Albert Finney in The Browning Version |
The moment you see Albert Finney in the 1994 film of The Browning Version, you know you’re watching an actor in the grip of a great performance. If you care about acting, you scarcely dare to miss anything Finney does, because you never know when he’s going to dazzle you: in the British TV version of the Kingsley Amis ghost story The Green Man, for instance, or in The Playboys, as the alcoholic cop who’s strung up by his love for the independent woman he’s impregnated. He’s even more amazing in The Browning Version – it surpasses anything I’ve seen him do, with the single exception of the 1982 Shoot the Moon. This was the performance of its year, but it was a trick to catch it on the big screen. Paramount – exactly the wrong studio to handle a British “prestige” picture – tried the movie out in Cannes, and when there wasn’t much response, they nearly dumped it. They didn’t bother screening it in New York or L.A. in time to make the long lead times of the monthlies, and when they opened it in the fall, they gave it a small ad campaign and a very limited release. It was befuddling that no one at the studio figured out the audience for the Merchant Ivory pictures would happily troop out to see a film like The Browning Version if they knew about it, and even odder than no one could see Finney was a shoe-in for major award nominations if only his work was promoted. (The Boston Film Critics gave him the Best Actor award despite the fact that the movie opened in the last-resort downtown art house – aborted by Paramount, it was ignored by Sony, the conglomerate that owned almost every theatre in the city at the time.) Ironically, Finney’s own (failed) performance in A Man of No Importance, a lousy movie about a gay bus conductor in fifties Dublin with an Oscar Wilde fixation, got far more notice.
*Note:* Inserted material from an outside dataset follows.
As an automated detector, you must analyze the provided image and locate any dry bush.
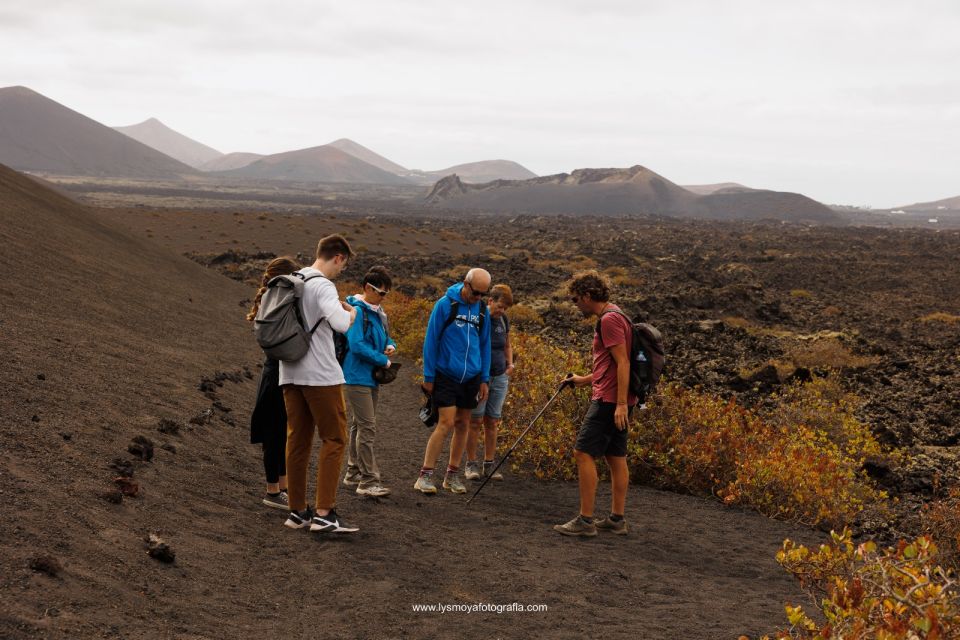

Mike Figgis’s movie is the second film version of what is probably the best known of Terence Rattigan’s plays. The script is built around the valedictory of an aging English schoolmaster named Andrew Crocker-Harris, a classics instructor at a ritzy boys’ school whose wife has come to despise him and whose students resent his old-fashioned doggedness and rigorousness, unleavened as it is by anything they can translate into humaneness. In the course of the drama, Crocker-Harris suffers one indignity upon another. When he finally gets a little pleasure – the one pupil with genuine affection for him gives him, as a retirement offering, Robert Browning’s edition of the Agamemnon – his wife ruins it for him by insisting that the boy was merely being shrewdly manipulative. Rattigan’s play is small-scale and a little tight-lipped, but it’s poignant, and when Anthony Asquith filmed it in 1951 he had Michael Redgrave to march it through to greatness. Redgrave laid a gently sibilant, slightly quavering voice like a skin over Crocker-Harris’s slivered bitterness. As the performance proceeded, the teacher’s masterful control began to flake, and you saw what motivated the sarcasm and the misanthropy and the near-sadistic humiliation he leveled at his boys. Probably no one in movie history besides Laurence Olivier has ever managed anything like the wit and elegant, intricate layering of Redgrave’s line readings, especially here and in Uncle Vanya and Dead of Night. This first Browning Version isn’t the world’s greatest movie (it doesn’t contain a single memorable portrayal outside of Redgrave’s), but it is a great experience.